Will is a driver with a death wish. His 1993 Chevy, which already has a dent that extends from the driver-side headlight passed the edges of the door and is inches deep, blasted through the rain, over the slippery road (I-95) at 90 mph — 80 mph when he sent e-mails from his Blackberry (to who at 5:30 a.m.? I don't know either.)
I accepted that I would die before the student newspaper's Web editor and I arrived at the gay marriage debate in Augusta, Maine. This made the ride much easier.
Until the glam rock.
Here is a snippet of the lyrical value I weathered for the 2-hour ride, made 50-minute ride.
"You know honey, honey
That it's so funny, funny
That you mean so much to me."
Now imagine a man in glittery platform heels singing it. OK? Now repeat the above lyrics 20 times. OK. Will sang along cheerily — cheerily; at 5:45 a.m. Thankfully, I was just coming into consciousness as Dunkin Donuts' medium hazelnut with cream and sugar eased its way through me.
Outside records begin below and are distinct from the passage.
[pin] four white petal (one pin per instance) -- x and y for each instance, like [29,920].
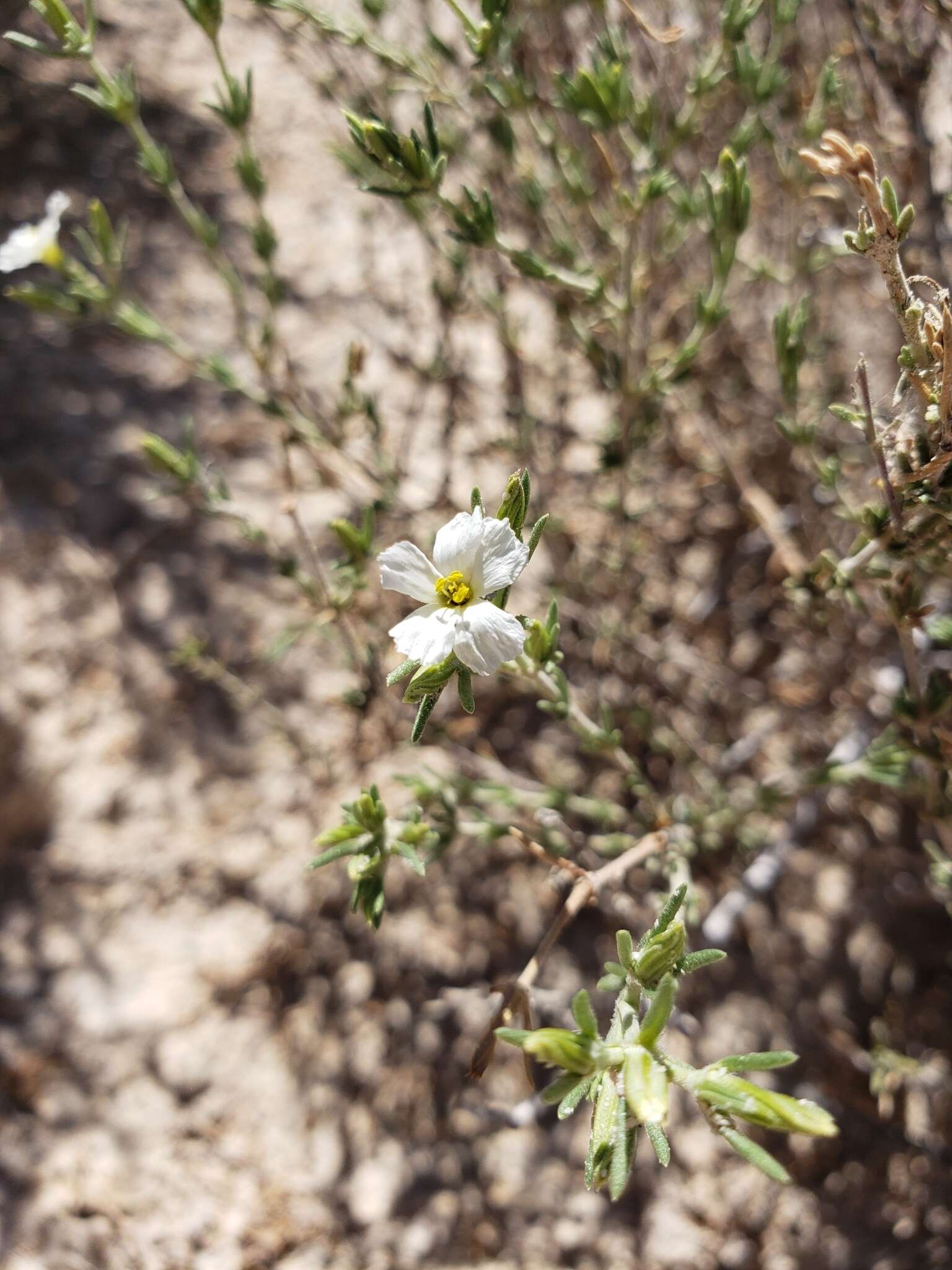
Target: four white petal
[30,244]
[489,557]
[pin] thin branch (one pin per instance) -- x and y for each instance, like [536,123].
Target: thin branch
[539,851]
[586,890]
[875,443]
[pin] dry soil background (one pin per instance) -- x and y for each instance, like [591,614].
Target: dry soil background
[206,1064]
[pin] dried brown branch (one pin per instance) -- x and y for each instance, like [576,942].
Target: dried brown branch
[586,890]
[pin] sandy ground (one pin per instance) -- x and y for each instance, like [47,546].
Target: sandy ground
[206,1062]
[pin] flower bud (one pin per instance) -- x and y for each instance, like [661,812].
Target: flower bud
[645,1086]
[659,954]
[431,680]
[514,502]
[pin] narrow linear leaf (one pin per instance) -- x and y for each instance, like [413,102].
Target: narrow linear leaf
[423,718]
[611,984]
[625,945]
[756,1155]
[343,849]
[407,851]
[464,682]
[560,1089]
[759,1062]
[574,1098]
[539,528]
[668,913]
[658,1013]
[703,957]
[402,672]
[584,1015]
[622,1152]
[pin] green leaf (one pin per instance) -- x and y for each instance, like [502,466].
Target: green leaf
[658,1013]
[560,1089]
[611,984]
[407,851]
[695,961]
[464,683]
[758,1062]
[402,672]
[756,1155]
[537,531]
[339,833]
[622,1152]
[423,718]
[659,1141]
[584,1015]
[574,1098]
[667,916]
[343,849]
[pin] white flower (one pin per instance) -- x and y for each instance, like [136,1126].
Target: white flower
[474,556]
[30,244]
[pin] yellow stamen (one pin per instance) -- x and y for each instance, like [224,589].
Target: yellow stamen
[454,588]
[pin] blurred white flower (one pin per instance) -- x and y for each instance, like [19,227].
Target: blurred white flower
[30,244]
[474,556]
Separate from Will and me, our copy editor turned video helper Kaley rode a bus down. Her assignment: Write a feature about riding the bus with UMaine gay, student activists.
It doesn't take the B- I got in calculus to figure this one out. Kaley's bus left UMaine at 5 a.m.
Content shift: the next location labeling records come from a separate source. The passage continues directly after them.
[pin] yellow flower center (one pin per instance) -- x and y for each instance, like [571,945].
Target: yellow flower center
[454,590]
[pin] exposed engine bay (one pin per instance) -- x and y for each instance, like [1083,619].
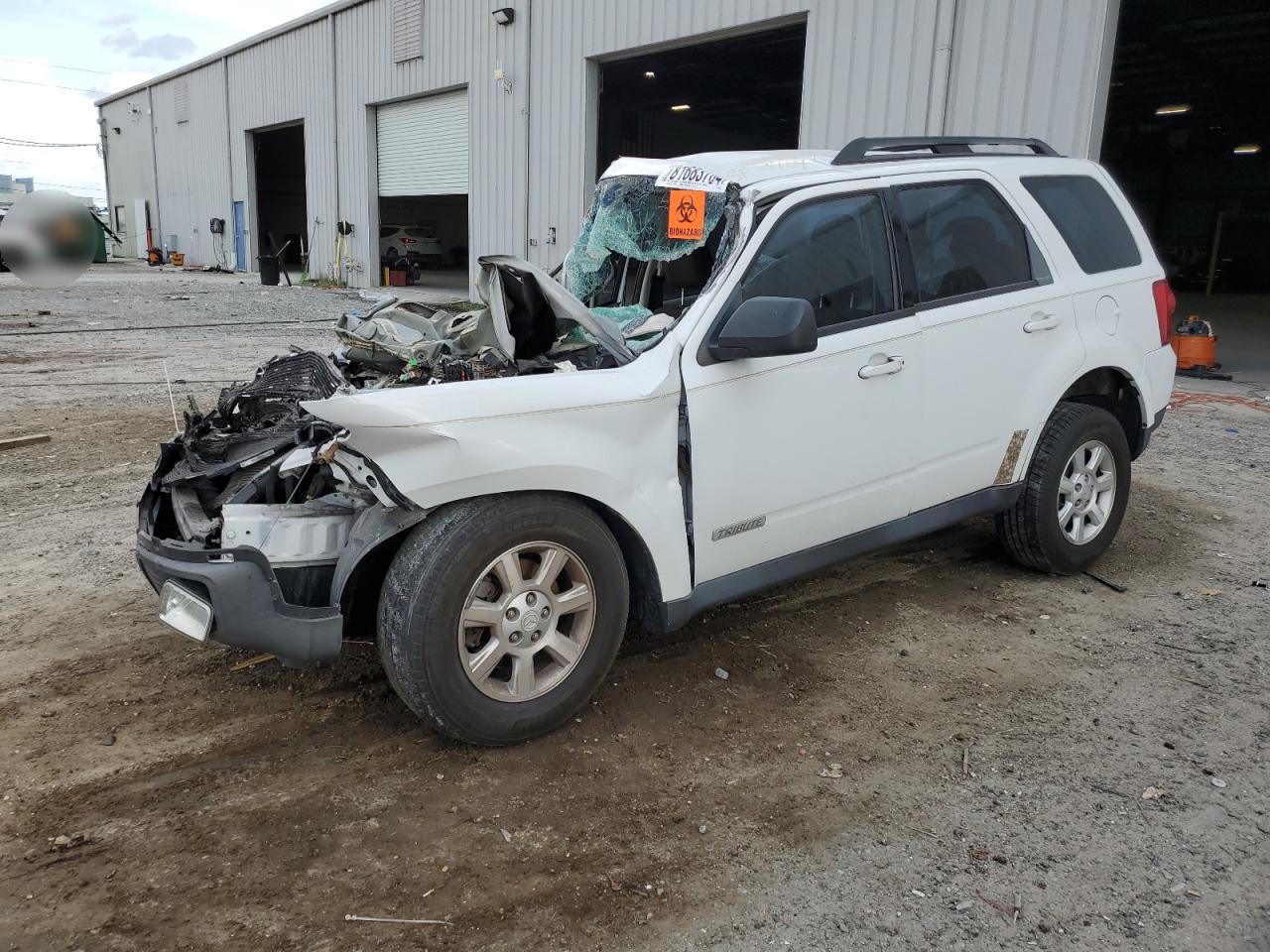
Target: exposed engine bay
[257,470]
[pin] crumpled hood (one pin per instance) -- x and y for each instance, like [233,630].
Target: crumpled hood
[653,375]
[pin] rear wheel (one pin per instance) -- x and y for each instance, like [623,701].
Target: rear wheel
[500,616]
[1075,493]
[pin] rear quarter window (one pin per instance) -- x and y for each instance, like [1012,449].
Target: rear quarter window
[1088,221]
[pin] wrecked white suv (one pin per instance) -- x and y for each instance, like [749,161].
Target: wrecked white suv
[751,366]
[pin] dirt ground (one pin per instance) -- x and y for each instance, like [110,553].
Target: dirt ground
[1025,761]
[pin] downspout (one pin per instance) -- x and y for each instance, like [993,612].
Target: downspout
[229,158]
[334,132]
[526,70]
[942,67]
[154,168]
[103,132]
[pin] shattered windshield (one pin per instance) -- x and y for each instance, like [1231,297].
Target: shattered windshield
[645,253]
[633,217]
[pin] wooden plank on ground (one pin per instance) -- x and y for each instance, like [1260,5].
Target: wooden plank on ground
[14,442]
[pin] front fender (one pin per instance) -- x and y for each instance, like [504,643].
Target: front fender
[606,435]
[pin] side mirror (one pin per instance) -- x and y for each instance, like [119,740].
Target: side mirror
[766,326]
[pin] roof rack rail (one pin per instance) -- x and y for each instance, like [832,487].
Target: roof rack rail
[858,150]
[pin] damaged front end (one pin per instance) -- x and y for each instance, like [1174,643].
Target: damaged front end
[250,511]
[261,521]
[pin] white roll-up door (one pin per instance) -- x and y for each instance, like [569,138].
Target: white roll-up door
[423,146]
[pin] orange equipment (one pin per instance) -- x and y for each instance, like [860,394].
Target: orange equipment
[1196,345]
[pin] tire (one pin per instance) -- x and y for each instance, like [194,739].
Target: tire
[454,565]
[1032,531]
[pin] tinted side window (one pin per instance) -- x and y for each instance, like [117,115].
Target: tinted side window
[964,239]
[834,253]
[1087,220]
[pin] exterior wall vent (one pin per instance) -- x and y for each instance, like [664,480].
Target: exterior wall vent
[407,30]
[181,99]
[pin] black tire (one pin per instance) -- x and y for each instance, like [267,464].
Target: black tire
[426,590]
[1029,530]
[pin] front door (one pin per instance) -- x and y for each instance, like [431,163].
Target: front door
[792,452]
[240,236]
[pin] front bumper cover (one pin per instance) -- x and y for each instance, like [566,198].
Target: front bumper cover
[249,608]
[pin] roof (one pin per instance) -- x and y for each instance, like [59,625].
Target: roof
[742,168]
[235,49]
[807,167]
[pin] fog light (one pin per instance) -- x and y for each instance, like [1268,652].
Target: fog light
[185,611]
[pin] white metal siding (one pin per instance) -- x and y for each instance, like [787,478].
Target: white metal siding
[286,79]
[130,166]
[193,167]
[422,146]
[1029,67]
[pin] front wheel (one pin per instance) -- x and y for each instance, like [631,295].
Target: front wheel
[1075,493]
[500,616]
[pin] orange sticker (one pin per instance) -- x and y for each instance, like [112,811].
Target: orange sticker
[688,216]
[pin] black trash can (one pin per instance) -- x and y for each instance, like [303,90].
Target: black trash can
[268,270]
Will and I left campus at 5:30 a.m.
The ride was approximately 95 miles.
Will passed the bus 70 miles into the drive.
Before reluctantly passing the bus — not "reluctantly" because he was worried about crashing into another car while going 90 mph down a wet highway and having his 16 year old Chevy burst into flames which would sizzle in the drizzle — no. He needed to say hello. To Kaley. In the bus. To achieve this, which he didn't, he stayed parallel to the bus for a good two miles. This held up the other one car on I-95 that morning.
We got there though. We got there where I reported on the debate on gay marriage in Maine for 12 hours, not including the drive, set up and break down of all the equipment. We then got back and edited a newspaper. All in a day's work.